İRAN VE MÜTTEFİKLERİNİN SURİYE KRİZİNDEKİ ROLÜ

Önce bilgi paylaşımı sonra doğrudan müdahale

VAN 15.03.2015 10:28:09 0
İRAN VE MÜTTEFİKLERİNİN SURİYE KRİZİNDEKİ ROLÜ
Tarih: 01.01.0001 00:00
 Esed rejiminin, İran’ın müdahalesi sayesinde ayakta kalması Tahran’ın pratikte Suriye’de askerî ve siyasi kararları eline almasına yol açtı. Bugün Suriye krizinin sürmesinden en fazla istifade eden ülke İran’dır. El-cezire/ Giyas Bilal İran, devrimin üzerinden çok geçmeden toparlayıcı ilkelere ve ‘ne Sünni ne Şii, İslami İslami’ şeklinde dikkat çekici sloganlara dayalı dinî çağrıdan uzaklaştı; kendi ulusal çıkarları, özellikle de iktidardaki sınıfın menfaatlerini gerçekleştirmeye çalışan bir mezhep devletine dönüştü. Bu süreçte ilk icraatlardan biri de öteden beri İran hükümetlerinin kamu bütçelerinde değişmez bir madde olan ‘mazlumlara destek’ ilkesinden vazgeçmek oldu.
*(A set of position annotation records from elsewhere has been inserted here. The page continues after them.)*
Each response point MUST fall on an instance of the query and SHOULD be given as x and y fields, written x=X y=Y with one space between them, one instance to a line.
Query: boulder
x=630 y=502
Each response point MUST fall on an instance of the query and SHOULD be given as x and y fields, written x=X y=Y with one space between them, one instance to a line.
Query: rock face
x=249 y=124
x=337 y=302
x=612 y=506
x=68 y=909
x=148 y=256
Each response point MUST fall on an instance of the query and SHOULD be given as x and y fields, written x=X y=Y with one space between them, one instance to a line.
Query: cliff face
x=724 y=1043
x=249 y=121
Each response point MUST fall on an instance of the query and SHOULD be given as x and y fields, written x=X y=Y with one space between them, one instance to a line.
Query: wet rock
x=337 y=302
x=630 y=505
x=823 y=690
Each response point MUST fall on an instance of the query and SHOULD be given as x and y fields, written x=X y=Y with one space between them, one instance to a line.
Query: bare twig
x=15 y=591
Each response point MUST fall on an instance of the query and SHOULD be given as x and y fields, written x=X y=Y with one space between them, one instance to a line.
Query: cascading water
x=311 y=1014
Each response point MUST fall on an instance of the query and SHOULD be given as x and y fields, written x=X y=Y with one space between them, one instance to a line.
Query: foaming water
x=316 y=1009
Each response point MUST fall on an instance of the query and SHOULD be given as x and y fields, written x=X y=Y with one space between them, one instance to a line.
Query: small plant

İmam Humeyni (“mazlumların devriminin lideri”) 1980’li yıllarda Hama kasabı Hafız Esed’le ittifak kurmuştu. Çünkü o vakitler ikisinin ortak düşmanı Saddam Hüseyin’di; dolayısıyla bir çıkar birlikteliği söz konusuydu. Bugün de İran politikalarının (iddia ettiği) kendi ilkeleriyle çelişkileri, Arap devrimlerine yönelik tutumlarıyla karşılaştırıldığında net şekilde görülüyor. İran’ın dini lideri Ali Hamaney, Mısır halkına gönderdiği mesajda 25 Ocak devrimini selamlayıp onu “İran İslam devrimi ruhundan ilham almış bir İslami uyanış” olarak tanımladı. Hamaney, ayrıca Bahreyn’deki protestocuların taleplerini desteklediğini ifade etti. Oysa Hamaney, Suriye rejiminin devrimi bastırma çabalarını desteklemek için (bu devrimin şeytanlaştırılması ve direniş eksenini devirmek isteyen dış komploya dayandırılması yönündeki programlı çaba sonrası) elinden geleni yaptı. Önce bilgi paylaşımı sonra doğrudan müdahale Suriye devriminin ilk yılında bu husustaki İran çabaları bilgi paylaşımıyla sınırlıydı.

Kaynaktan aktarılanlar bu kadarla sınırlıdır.